Donald Trump a informé le Congrès américain, par courrier, vendredi 1er mai, que les hostilités contre l’Iran sont « terminées ». La lettre répond à l’échéance de 60 jours fixée par une loi de 1973 qui limite le recours à la force militaire sans autorisation parlementaire. Il revient désormais aux élus du Congrès de se prononcer sur une éventuelle poursuite des opérations.

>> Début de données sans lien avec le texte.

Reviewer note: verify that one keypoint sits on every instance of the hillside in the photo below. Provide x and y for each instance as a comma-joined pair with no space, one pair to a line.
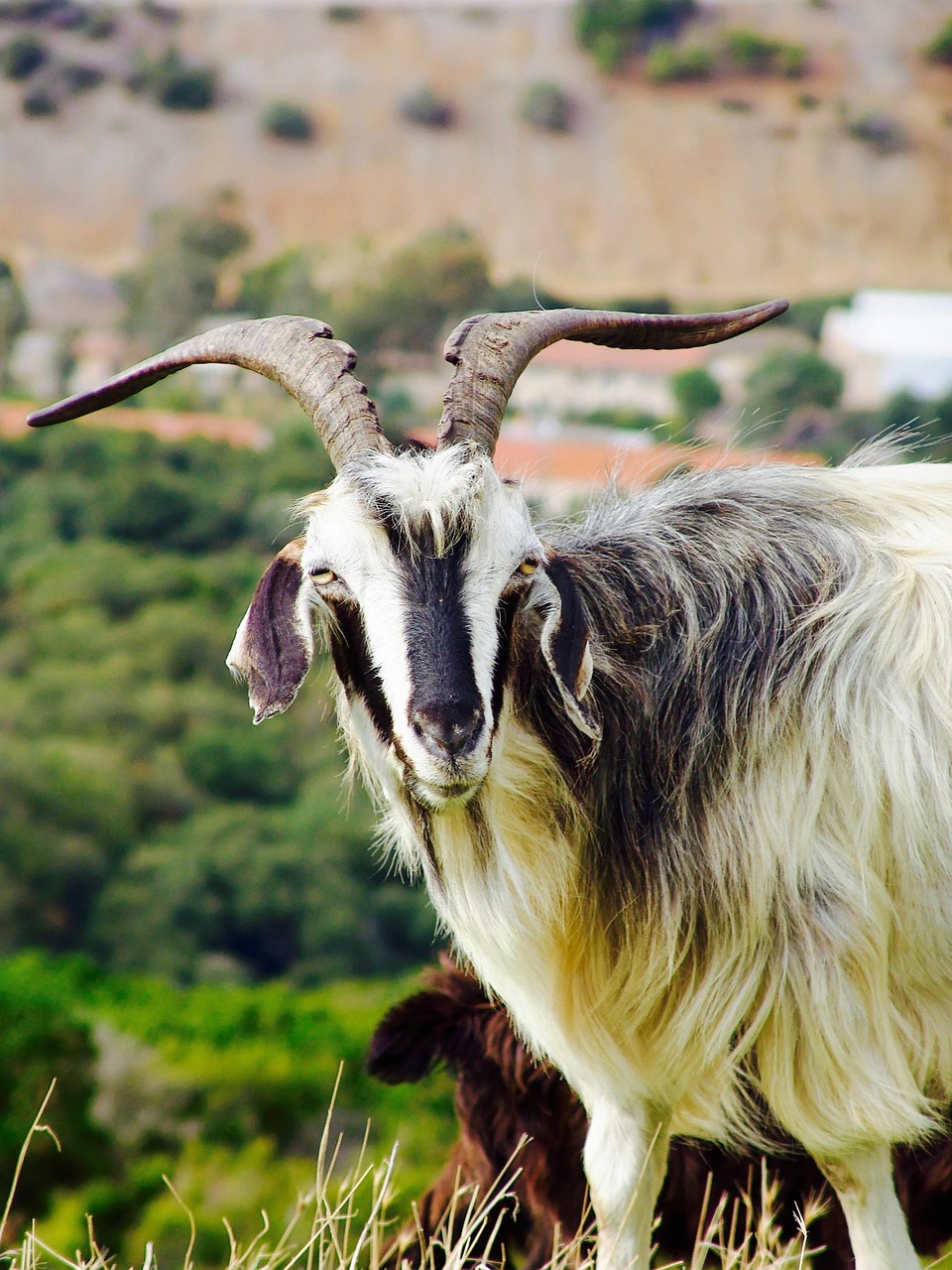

Le président américain rappelle avoir ordonné un cessez-le-feu depuis le 7 avril 2026, affirmant qu’aucun échange de tirs n’a eu lieu depuis cette date entre forces américaines et iraniennes. Il a réitéré sa conviction que les États-Unis ont « déjà gagné » le conflit.
Les hostilités avaient débuté le 28 février 2026 avec des frappes israélo-américaines contre l’Iran, qui avaient coûté la vie au guide suprême Ali Khamenei. En réponse, Téhéran avait lancé des centaines de drones et de missiles contre Israël et des bases américaines dans le Golfe.
Depuis, l’Iran a soumis une nouvelle proposition d’accord de paix. Trump s’est dit « insatisfait » de ce texte, comme il l’avait été d’une précédente offre. Téhéran avertit de son côté que toute nouvelle attaque déclencherait des représailles « soutenues, de grande ampleur et douloureuses ».